Given we're now well into the month of June, it's inevitable that many Australians' attentions will be turning to their tax returns. With individuals' income tax returns due from 1 July, many of us will be looking forward to that annual windfall that often comes alongside a lodged tax return. However, many investors who own ASX shares might not be getting as much cash back as they might be entitled to.
If you own and invest in ASX shares, it immediately opens up some tax deduction doors that are not ordinarily open to your average Aussie. Understanding these doors and how you can use them to save a few extra dollars is vitally important to building your wealth using ASX shares.

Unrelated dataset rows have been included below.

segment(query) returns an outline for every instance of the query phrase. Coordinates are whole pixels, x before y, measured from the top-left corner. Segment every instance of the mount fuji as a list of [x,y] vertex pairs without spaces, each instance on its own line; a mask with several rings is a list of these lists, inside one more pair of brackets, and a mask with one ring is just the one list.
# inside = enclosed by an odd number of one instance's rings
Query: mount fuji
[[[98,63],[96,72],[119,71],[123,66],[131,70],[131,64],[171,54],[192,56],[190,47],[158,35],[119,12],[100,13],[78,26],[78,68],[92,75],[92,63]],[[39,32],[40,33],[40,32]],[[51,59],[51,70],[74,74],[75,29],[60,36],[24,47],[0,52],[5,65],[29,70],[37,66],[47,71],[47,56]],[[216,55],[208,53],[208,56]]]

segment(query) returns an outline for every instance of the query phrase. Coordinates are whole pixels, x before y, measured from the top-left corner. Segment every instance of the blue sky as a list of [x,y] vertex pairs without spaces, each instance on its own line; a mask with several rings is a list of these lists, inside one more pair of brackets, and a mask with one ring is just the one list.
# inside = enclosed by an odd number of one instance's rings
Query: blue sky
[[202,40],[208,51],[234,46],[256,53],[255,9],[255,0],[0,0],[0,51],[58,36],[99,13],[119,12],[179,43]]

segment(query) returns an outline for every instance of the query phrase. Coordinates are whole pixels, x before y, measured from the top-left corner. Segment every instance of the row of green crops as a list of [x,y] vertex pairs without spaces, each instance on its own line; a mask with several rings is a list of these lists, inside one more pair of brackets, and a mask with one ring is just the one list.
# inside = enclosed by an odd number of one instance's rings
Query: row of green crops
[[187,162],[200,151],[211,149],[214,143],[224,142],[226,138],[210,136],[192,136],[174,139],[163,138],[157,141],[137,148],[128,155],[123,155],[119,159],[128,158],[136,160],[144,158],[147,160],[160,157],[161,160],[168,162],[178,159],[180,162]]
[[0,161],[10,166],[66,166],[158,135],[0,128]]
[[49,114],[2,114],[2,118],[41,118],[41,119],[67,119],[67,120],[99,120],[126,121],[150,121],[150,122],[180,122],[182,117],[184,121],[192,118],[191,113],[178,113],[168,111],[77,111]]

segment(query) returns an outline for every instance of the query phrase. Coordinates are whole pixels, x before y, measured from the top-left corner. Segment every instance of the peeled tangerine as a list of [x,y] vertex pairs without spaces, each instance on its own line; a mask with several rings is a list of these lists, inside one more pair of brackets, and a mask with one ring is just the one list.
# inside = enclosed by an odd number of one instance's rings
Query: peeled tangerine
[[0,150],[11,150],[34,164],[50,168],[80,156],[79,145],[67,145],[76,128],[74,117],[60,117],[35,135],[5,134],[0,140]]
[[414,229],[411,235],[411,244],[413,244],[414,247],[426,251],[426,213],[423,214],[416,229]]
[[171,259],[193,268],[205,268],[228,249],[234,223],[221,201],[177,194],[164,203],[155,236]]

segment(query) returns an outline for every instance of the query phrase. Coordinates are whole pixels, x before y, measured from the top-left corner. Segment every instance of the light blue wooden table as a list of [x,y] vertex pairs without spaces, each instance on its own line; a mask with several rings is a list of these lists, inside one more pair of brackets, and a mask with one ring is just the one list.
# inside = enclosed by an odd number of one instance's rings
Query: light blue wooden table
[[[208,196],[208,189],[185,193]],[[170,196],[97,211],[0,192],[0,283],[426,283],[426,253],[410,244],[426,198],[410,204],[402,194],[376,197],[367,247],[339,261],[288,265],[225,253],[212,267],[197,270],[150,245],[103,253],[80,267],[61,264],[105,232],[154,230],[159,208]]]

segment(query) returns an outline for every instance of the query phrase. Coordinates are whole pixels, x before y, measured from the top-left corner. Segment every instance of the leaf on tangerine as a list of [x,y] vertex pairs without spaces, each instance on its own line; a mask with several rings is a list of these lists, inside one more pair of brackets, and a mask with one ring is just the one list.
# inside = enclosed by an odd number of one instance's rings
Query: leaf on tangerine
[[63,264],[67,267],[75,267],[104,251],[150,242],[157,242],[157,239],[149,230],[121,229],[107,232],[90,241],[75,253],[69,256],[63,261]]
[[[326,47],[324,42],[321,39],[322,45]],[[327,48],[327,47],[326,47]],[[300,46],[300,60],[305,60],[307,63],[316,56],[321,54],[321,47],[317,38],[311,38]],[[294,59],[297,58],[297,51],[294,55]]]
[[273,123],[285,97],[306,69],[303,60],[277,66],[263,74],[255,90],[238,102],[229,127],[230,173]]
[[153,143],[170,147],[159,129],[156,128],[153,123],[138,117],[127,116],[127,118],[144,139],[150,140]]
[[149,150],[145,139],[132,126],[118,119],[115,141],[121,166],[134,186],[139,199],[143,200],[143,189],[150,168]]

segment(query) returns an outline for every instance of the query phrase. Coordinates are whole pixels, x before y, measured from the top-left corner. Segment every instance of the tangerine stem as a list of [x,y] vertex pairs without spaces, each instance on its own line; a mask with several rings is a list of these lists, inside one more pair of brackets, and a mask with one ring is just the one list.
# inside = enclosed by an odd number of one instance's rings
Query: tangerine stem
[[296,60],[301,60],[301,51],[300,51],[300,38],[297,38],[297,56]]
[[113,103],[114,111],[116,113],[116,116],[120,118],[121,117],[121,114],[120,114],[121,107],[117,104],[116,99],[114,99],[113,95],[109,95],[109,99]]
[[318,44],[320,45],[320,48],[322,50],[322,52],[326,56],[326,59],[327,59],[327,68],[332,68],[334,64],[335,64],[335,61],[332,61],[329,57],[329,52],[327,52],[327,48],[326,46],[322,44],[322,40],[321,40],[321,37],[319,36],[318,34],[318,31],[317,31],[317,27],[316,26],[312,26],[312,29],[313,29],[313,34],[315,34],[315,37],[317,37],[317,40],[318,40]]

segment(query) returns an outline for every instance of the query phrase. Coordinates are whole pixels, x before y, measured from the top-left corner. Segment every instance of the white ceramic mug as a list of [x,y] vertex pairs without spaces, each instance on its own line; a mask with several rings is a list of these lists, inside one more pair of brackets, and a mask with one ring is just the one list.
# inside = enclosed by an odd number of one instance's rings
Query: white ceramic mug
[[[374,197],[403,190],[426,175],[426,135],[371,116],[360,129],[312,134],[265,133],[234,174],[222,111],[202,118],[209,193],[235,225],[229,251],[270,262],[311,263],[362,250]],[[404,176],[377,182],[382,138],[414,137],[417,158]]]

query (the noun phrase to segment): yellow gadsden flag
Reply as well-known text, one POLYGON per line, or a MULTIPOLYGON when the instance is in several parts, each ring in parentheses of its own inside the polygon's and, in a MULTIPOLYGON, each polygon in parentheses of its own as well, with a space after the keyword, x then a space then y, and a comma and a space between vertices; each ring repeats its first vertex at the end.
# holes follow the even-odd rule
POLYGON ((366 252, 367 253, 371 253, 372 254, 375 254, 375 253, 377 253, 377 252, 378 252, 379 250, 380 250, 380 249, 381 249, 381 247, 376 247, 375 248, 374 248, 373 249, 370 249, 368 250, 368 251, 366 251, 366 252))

So today, let's discuss three investing deductions that you might not even be aware of today. A caveat, though. The deductions we'll be discussing may not apply to you or your affairs. So make sure to double-check your claims with a licensed tax professional before you claim them from the Australian Taxation Office (ATO). Otherwise, you might get a nasty surprise.
Three tax deductions to claim if you own ASX shares in FY2024
Expenses arising from your investments
The general rule when it comes to tax deductions from investments like ASX shares is that any money you spend directly in the service of your portfolio is a deductible expense. If you use a computer or mobile phone to manage your portfolio, those expenses might be at least partially deductible.

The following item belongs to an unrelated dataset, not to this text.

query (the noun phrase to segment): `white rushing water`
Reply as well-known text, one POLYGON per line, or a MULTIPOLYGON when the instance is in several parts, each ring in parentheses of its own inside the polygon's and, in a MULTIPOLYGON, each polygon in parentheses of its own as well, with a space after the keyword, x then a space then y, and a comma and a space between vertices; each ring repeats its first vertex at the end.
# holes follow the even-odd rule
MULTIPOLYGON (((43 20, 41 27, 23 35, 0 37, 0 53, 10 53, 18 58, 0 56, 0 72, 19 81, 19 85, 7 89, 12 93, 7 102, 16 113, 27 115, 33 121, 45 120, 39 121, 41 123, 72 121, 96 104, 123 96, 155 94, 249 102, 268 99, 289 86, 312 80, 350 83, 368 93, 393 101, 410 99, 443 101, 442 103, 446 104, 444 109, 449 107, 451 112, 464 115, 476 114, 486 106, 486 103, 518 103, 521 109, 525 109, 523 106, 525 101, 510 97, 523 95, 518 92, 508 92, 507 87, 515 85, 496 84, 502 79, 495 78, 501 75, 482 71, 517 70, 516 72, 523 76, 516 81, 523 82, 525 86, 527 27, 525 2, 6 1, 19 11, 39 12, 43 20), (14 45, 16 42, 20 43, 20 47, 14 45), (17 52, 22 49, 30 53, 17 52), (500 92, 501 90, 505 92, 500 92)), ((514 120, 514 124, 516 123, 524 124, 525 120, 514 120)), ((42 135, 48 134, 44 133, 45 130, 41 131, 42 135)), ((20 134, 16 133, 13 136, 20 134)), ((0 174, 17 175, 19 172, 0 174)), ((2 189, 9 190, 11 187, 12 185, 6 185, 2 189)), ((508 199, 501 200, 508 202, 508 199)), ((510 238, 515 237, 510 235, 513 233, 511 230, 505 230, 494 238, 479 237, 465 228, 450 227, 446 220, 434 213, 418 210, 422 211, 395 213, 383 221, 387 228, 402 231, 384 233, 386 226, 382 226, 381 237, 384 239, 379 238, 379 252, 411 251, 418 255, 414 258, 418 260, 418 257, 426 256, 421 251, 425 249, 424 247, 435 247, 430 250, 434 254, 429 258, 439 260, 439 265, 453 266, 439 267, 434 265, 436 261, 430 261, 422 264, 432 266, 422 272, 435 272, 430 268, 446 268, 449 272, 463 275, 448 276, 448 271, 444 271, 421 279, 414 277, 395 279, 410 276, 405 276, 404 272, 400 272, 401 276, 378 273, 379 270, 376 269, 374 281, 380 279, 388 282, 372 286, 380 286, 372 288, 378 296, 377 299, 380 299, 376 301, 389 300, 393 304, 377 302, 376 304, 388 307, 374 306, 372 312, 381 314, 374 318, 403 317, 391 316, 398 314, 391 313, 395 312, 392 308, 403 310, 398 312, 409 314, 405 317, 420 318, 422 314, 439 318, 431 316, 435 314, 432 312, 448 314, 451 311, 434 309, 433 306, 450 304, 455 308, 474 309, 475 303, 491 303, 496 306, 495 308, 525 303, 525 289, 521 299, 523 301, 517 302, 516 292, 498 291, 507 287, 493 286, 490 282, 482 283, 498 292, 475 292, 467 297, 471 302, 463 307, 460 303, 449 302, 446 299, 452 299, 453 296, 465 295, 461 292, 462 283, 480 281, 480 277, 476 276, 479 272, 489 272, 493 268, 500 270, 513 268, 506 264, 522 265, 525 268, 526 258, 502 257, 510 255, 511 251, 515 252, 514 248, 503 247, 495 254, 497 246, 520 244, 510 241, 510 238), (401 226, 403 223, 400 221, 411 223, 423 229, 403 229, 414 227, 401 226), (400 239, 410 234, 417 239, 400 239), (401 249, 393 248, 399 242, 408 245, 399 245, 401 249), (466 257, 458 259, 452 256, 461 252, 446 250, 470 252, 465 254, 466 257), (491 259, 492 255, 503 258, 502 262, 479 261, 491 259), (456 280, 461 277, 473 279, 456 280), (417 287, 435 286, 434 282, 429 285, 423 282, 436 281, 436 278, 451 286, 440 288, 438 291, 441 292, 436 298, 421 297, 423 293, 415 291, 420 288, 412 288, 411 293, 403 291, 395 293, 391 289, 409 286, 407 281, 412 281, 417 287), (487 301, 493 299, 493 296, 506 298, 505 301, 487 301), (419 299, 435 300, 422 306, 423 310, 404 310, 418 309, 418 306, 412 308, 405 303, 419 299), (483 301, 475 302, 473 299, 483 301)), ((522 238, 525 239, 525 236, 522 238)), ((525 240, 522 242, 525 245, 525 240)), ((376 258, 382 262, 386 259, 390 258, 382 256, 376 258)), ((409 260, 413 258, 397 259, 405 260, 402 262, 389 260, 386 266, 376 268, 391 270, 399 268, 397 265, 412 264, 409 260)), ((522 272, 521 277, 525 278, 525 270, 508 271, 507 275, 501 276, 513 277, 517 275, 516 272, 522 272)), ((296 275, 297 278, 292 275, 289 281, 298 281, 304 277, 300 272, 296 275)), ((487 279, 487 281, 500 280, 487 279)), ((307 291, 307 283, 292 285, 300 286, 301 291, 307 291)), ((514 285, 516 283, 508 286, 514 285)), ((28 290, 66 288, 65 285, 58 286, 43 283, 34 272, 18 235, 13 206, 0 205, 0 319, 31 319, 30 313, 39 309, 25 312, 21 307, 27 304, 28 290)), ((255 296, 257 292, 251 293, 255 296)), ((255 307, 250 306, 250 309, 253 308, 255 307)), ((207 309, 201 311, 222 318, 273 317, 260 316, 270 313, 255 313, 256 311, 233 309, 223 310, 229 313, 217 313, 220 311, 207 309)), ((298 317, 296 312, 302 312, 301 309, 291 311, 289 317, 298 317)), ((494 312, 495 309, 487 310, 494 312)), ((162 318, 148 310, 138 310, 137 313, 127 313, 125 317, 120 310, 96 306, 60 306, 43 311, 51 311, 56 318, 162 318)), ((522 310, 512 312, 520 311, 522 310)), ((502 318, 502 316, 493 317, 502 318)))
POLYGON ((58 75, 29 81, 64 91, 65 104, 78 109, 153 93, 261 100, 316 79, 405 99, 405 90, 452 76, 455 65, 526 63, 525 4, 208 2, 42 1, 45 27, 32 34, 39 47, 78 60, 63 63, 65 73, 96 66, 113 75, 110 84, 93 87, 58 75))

You can also usually claim financial investment advice fees as a tax deduction if they relate to your ASX shares portfolio. Additionally, if you utilise a margin loan or other gearing strategy, any interest costs you might incur are deductible if the loan is for investment purposes.
Educational expenses
Many investors like to keep abreast of the current events in the financial world to help them invest appropriately and prudently. What you might not know is that any expenses you pay to further your investing portfolio are usually deductible.
Let's say you choose to buy financial newspapers, investment magazines or online journals to pad out your financial knowledge. Chances are these will be at least partially tax deductible too. But only if you act on them and actually own ASX shares.
The tax perks of owning ASX shares
Investing in ASX shares isn't a free lunch when it comes to paying taxes. Income that you receive in the form of dividends or distributions from ASX shares or exchange-traded funds (ETFs) is regarded as ordinary income by the ATO. These are taxed as income accordingly.
Likewise, if you buy a share and sell it for a profit down the track, those profits are counted as capital gains and are also taxed as income. However, if you buy an ASX share and hold it for longer than one year before selling it, you might be entitled to a 50% discount on those capital gains when declaring them for income. This can make the income that one earns from shares more attractive from a tax perspective.
Additionally, you probably know that most ASX dividend shares also pay out franking credits with their dividends. As we discussed earlier this week, franking credits can considerably boost the returns you receive from investing in ASX shares.
These credits, a reflection of the corporate tax already paid by a company, can be used as a tax deduction against all other income. So make sure that your tax return reflects the level of franking you are entitled to receive this year.